Time/History points are specific points within SLOSH grid cells that are selected by the Council for the purpose of giving detailed information at the point selected. Many of the points are on or near critical roadways. The Moody property is directly underneath Time/History Point 73. In terms of size, the Moody property is a very small percentage of the total grid cell in which that point is located. According to the Atlas, Point 73 is where Atlantic Boulevard crosses the Intracoastal
Waterway. The Department, City, and Moody agree, and the Atlas indicates, that the maximum category 1 storm surge elevation at that point is five feet. Therefore, any land that is in the vicinity of Time/History Point 73 and is less than or equal to five feet in elevation will be inundated by the maximum category
1 hurricane storm surge.
According to the legend on the Atlas, areas depicted in dark blue can anticipate inundation in a category 1 storm. The geographic area within Time/History Point 73 is shown on Plate 6 of Volume 2 of the Atlas and depicts the entire Moody property, as well the land in the vicinity of that point, in dark blue, thus implying that all or most of Moody's property is within the storm surge for a category 1 storm. However, it is noted that a significant portion of the Moody property is obscured by the Point 73 label on the Atlas' Plate 6. Even so, given the broad brush scope of that document and the solid dark blue color extending along the Intracoastal Waterway in that area, it is fair to infer that the land area under the label is also dark blue and subject to category 1 evacuation requirements.

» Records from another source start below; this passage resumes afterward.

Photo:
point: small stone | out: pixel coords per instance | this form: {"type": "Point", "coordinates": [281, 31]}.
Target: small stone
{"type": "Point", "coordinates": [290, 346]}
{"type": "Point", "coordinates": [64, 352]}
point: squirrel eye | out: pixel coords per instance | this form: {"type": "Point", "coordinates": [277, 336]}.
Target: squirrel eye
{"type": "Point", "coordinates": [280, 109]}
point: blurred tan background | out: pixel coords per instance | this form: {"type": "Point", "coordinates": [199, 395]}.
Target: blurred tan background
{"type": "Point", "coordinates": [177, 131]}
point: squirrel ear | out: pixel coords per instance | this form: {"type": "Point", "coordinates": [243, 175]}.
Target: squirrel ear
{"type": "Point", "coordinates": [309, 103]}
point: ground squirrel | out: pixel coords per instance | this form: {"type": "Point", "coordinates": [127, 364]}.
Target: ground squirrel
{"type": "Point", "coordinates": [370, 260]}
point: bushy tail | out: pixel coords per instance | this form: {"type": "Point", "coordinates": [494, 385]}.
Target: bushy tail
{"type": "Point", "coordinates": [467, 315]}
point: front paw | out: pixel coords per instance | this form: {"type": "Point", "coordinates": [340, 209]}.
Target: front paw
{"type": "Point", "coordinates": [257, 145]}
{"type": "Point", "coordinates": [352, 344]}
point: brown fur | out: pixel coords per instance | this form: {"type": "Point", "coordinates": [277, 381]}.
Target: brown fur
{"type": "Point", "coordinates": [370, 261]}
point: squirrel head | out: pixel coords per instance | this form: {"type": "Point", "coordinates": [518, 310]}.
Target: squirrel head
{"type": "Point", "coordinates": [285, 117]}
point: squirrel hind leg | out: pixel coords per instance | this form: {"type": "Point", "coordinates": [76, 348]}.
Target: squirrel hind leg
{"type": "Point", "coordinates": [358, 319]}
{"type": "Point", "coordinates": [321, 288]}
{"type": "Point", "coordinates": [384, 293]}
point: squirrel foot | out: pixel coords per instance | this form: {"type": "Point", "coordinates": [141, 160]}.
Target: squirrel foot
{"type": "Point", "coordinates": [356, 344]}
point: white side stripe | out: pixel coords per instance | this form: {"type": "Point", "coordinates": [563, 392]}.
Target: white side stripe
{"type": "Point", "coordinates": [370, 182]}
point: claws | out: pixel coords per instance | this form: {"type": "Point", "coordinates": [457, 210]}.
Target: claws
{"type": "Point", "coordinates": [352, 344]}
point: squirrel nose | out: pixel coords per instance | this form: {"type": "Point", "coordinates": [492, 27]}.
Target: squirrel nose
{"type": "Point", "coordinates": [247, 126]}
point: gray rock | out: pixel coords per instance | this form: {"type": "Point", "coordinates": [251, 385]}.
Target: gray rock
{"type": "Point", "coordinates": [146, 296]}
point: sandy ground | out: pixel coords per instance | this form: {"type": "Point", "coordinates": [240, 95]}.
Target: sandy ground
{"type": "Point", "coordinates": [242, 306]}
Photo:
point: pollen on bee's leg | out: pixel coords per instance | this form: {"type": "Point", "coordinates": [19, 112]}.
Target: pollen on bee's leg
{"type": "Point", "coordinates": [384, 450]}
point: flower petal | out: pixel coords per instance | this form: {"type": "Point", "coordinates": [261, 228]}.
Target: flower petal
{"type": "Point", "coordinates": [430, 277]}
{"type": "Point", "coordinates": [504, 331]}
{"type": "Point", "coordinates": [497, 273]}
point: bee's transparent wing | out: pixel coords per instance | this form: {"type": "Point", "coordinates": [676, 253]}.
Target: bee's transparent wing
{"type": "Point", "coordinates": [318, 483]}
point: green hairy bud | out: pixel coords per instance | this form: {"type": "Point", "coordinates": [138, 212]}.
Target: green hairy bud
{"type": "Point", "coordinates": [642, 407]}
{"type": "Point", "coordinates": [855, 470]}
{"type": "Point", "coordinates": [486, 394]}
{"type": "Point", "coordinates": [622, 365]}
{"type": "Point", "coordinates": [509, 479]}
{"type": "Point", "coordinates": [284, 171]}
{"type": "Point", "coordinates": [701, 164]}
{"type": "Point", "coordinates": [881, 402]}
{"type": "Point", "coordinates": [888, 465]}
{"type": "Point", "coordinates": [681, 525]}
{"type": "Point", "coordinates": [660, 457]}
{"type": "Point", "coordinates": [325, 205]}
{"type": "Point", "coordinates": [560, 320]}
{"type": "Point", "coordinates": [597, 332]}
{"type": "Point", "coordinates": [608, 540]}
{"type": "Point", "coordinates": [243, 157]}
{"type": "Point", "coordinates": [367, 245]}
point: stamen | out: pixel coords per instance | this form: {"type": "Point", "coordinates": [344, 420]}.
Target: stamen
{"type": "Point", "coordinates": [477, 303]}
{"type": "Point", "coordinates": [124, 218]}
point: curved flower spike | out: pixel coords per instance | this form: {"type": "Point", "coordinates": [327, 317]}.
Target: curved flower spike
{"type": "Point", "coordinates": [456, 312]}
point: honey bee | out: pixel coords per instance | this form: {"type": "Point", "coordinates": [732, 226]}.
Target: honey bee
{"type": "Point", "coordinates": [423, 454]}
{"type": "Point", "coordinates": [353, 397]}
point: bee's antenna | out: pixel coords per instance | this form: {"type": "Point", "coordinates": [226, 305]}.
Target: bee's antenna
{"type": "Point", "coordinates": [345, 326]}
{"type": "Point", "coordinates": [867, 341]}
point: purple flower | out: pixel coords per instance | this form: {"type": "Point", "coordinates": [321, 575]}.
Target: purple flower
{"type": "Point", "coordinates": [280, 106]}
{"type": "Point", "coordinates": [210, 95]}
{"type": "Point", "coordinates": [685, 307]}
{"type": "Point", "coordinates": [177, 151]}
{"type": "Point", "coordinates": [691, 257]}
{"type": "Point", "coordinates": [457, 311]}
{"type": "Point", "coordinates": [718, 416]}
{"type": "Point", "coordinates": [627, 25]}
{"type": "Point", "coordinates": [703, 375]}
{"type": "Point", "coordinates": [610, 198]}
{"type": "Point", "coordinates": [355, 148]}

For land use planning throughout the State, the Department uses the CHHA that is established in the Atlas published by the local regional planning council. (In both the
existing and amended versions of Policy 7.3.1, the City also uses the Atlas for purposes of delineating the CHHA.) Therefore, if the Atlas depicts a geographic area as being in the CHHA, the Department relies upon that information when it reviews plan amendments proposing to increase density within that area. In doing so, the Department acknowledges that the
Atlas necessarily reflects the areas subject to storm surge on a "broad-brush regional approach," but points out that it would be impractical to attempt to carve out extremely small areas along the coast or waterways, parcel by parcel or acre by acre, which might have elevations above the storm surge line and not be subject to the development requirements within a CHHA. It also points out that if exceptions to the storm surge line in the Atlas are allowed, the CHHA requirements could be circumvented by a landowner simply placing fill on the property to raise the elevation. Finally, the SLOSH model is based on average elevations for an entire grid cell, and the model cannot produce a map with land elevations for specific parcels. The Department suggests, however, that generalized data is the best data available for conducting an analysis of storm surge.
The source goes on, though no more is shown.